I really like the Maxxis 35, its very well balanced, smooth, forgiving and fast. I think the best thing to do is go to a shop and try them both and decide what you like best!


----------



## halvy (Feb 7, 2009)

just hunting the 31 is going to be smoother and more bracec height. but on the same token if you want the speed in a hunting bow to reach out and blast something than ya the burner is fast just if you have never shot spiras before you will be in for a treat, but they are the best cams on the market hands down


----------



## pinwheeled (Apr 27, 2008)

I have not shot the maxxis. I have shot the burnner. not very forgiving. Fast as heck. The burner that I shot was a 60lbs that was shooting the easton fatboy at 315 fas. don't know what the arow weight was. The bow was nice to shoot just not forgiving.


----------



## MontyHunter (Jan 11, 2010)

viperarcher said:


> I really like the Maxxis 35, its very well balanced, smooth, forgiving and fast. I think the best thing to do is go to a shop and try them both and decide what you like best!


:sad:

Not so easy to do here, it's very hard to find a shop with both the bows and even worse with the right draw weight.



pinwheeled said:


> ...The burner that I shot was a 60lbs that was shooting the easton fatboy at 315 fas...
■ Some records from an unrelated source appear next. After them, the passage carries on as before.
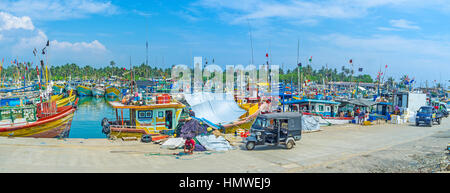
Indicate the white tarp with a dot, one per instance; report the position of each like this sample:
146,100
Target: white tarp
173,143
215,107
310,123
213,143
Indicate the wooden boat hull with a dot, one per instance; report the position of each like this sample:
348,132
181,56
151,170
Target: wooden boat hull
58,88
57,125
65,101
84,91
98,92
112,92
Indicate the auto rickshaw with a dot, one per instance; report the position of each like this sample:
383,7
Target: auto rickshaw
275,129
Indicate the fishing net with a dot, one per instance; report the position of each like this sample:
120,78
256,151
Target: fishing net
192,128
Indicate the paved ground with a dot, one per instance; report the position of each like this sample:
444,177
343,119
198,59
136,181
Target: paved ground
348,148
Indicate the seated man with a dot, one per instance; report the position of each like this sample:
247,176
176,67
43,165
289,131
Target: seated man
189,145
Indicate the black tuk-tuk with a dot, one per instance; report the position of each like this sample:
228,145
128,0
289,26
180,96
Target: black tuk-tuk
275,129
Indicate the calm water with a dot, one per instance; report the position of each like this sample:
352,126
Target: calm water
87,120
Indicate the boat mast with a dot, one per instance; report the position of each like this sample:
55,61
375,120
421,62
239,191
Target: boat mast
251,40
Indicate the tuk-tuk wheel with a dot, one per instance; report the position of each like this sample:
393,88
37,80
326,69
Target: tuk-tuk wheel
290,144
250,145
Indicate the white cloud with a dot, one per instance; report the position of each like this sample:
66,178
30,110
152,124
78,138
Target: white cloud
392,45
237,11
79,47
403,24
9,22
59,9
21,42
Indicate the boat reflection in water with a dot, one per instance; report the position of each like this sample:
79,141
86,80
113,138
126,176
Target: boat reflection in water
90,110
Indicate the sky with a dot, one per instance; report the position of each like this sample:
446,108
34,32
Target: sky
412,37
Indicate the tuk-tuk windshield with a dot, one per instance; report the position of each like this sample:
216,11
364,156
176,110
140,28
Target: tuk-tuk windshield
425,110
260,123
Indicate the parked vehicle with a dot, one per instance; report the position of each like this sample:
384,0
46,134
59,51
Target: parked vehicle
427,115
275,129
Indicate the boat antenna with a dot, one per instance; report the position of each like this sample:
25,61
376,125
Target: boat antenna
251,40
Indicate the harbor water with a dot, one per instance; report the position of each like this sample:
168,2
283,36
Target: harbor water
88,116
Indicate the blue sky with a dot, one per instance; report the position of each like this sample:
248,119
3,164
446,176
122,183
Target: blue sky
410,36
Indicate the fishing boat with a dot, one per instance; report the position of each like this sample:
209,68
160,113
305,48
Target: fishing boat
44,120
246,120
155,118
99,90
84,89
58,88
112,92
65,101
325,110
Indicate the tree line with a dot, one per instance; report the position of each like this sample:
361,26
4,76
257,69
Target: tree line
143,71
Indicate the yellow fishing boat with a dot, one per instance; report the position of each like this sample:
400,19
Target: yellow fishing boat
63,102
43,120
150,118
56,97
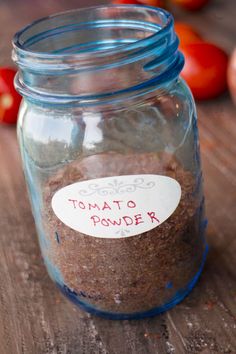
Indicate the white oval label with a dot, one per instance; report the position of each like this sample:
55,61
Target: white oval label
119,206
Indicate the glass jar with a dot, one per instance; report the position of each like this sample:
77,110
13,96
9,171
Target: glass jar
109,143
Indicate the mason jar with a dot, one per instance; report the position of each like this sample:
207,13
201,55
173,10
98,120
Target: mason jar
109,143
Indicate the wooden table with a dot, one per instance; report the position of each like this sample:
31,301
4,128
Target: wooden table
36,319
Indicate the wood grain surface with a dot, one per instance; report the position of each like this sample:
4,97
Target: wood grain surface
36,319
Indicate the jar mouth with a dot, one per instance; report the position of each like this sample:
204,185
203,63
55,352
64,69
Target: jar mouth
42,38
96,53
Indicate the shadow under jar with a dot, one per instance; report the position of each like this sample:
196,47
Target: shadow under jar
110,151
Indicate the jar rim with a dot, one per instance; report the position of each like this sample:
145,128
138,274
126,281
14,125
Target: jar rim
111,40
22,48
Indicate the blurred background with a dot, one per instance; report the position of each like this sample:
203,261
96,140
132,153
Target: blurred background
206,29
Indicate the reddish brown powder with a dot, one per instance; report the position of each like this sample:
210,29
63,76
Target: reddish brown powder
130,274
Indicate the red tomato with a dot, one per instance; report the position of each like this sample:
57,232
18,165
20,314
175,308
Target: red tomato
9,98
186,33
191,4
205,69
157,3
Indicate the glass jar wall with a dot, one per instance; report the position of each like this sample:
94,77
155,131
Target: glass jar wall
110,151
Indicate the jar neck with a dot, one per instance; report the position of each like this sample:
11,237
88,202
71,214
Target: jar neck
97,54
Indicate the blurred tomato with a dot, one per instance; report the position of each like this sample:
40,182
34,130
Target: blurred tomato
186,33
157,3
9,98
205,69
191,4
232,75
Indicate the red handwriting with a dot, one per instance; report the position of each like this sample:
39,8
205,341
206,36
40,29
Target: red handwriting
153,216
114,205
124,220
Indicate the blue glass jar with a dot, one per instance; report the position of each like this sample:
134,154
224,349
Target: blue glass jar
109,143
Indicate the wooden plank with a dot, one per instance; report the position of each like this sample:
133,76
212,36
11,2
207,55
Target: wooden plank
36,319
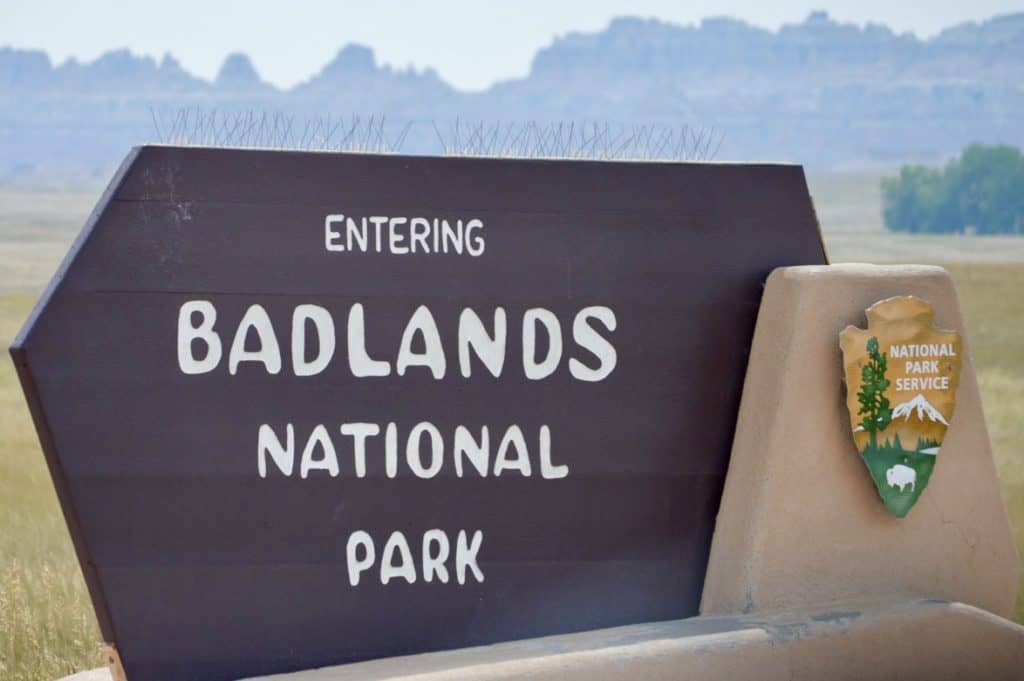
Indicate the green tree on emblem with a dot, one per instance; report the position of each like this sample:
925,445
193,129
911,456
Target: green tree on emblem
873,403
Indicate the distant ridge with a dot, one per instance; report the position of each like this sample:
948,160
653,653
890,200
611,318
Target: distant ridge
819,92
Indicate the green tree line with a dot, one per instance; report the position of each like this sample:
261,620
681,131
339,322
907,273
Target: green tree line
982,192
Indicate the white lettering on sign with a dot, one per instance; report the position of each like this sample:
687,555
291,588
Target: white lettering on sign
255,343
396,557
358,450
402,236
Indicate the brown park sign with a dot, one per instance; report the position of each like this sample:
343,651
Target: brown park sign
305,409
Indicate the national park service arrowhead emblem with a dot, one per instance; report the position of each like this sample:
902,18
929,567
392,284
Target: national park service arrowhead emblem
901,377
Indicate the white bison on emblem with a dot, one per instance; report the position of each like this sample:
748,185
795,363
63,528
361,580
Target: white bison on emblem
900,476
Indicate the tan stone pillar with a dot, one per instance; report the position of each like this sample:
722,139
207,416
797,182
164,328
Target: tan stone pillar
801,522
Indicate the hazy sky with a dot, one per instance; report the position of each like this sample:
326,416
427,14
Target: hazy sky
471,43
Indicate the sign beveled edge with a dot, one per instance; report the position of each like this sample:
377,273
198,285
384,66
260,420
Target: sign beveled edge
18,354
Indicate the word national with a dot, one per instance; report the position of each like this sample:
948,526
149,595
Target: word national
201,346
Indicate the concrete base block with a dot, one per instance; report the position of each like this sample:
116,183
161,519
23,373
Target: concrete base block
801,521
932,640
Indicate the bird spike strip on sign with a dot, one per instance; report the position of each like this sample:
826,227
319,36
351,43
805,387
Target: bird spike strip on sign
901,377
305,409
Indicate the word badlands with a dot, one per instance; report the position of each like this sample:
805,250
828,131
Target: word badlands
313,341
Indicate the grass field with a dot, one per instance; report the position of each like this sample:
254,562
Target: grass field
46,624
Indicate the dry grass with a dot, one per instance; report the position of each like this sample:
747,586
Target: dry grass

Hey [email protected]# is fast very fast, do you shoot it with broadhed ar field-point?
:becky:


----------



## Jwillman6 (Jun 4, 2007)

I shot both and both are good bows. I went with the Maxxis 31 mainly because it was lighter. I am an elk hunter trying to drop weight on my all my equipment.


----------



## MontyHunter (Jan 11, 2010)

Jwillman6 said:


> I shot both and both are good bows. I went with the Maxxis 31 mainly because it was lighter. I am an elk hunter trying to drop weight on my all my equipment.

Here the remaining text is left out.